De biografie behandelt een kosmos waarin iedereen zich kan verplaatsen. Het enkele leven is een opgave waar ieder mens zich voor gesteld ziet. Vandaar dat een lezer snel geboeid kan raken door een beschrijving van de innerlijke worstelingen, de ambities, de tegenslagen, de prestaties van een ander. De lezer van een goed geschreven biografie verplaatst zich in de geportretteerde, vergelijkt en leert, aldus Johnson.
In de inleiding wekken Hoefte en Meel de indruk dat zijzelf inderdaad ‘voor alles’ historici zijn. Maar hebben zij ook voldoende respect voor het eigene van de biografie? Hun prioriteiten lijken waarneembaar in de klaarblijkelijk tevreden, naar ik vermoed zelfs opgeluchte constatering dat de auteurs ‘meer dan alleen een leven’ beschreven hebben. De artikelen bieden, schrijven de inleiders, een ‘spiegel van de tijd’ en ‘een intrigerend beeld van de Nederlandse (post)koloniale wereld’, waarmee ‘de biografie een instrument in dienst van de geschiedschrijving’ is geworden. Ook wordt zonder kennelijke afkeuring opgemerkt dat de auteurs zich hebben laten leiden door ‘een instinctieve terughoudendheid waar het gaat om het doen van al te stellige uitlatingen over hun hoofdpersoon en de eventuele psychologische drijfveren van zijn of haar handelen.’
Mij lijkt dit geen pluspunt. Een goede biografie behoort juist, voor alles, een visie op een persoon te bieden. En wel op heel de mens: innerlijk leven, uiterlijk handelen en het verband tussen beiden.

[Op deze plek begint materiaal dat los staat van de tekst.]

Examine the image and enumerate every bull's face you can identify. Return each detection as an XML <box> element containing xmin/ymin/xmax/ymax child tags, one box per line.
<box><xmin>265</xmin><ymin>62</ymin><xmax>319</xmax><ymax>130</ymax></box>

Vooropgesteld dient te worden dat aan een artikel van twintig pagina’s onmogelijk valt af te meten waartoe de biograaf in staat is. Daarvoor is de omvang veel te gering. De meeste schrijvers werkten in 2007, toen zij tijdens een congres de lezing hielden waarop hun bijdrage is gebaseerd, aan een uitgebreide biografie in boekvorm. Verschillende daarvan zijn inmiddels verschenen en in die gevallen kan de geïnteresseerde lezer beter direct het eindproduct ter hand nemen.
Overigens denk ik wel dat binnen het bestek van twintig pagina’s de zuiver biografische invalshoek – het kruipen in de huid van een persoon – meer kans van slagen heeft dan de ambitie een ‘spiegel van de tijd’ te geven. In ieder geval sprak de bijdrage van Kees Snoek over Soetan Sjahrir mij van alle het meest aan. Daarin wordt zonder reserve ingezoomd op de onvermijdelijk onvolkomen mens achter de anti-kolonialistische strijder (die in 1945 de eerste premier van Indonesië worden zou) en op de relatie tussen diens privéleven en carrière.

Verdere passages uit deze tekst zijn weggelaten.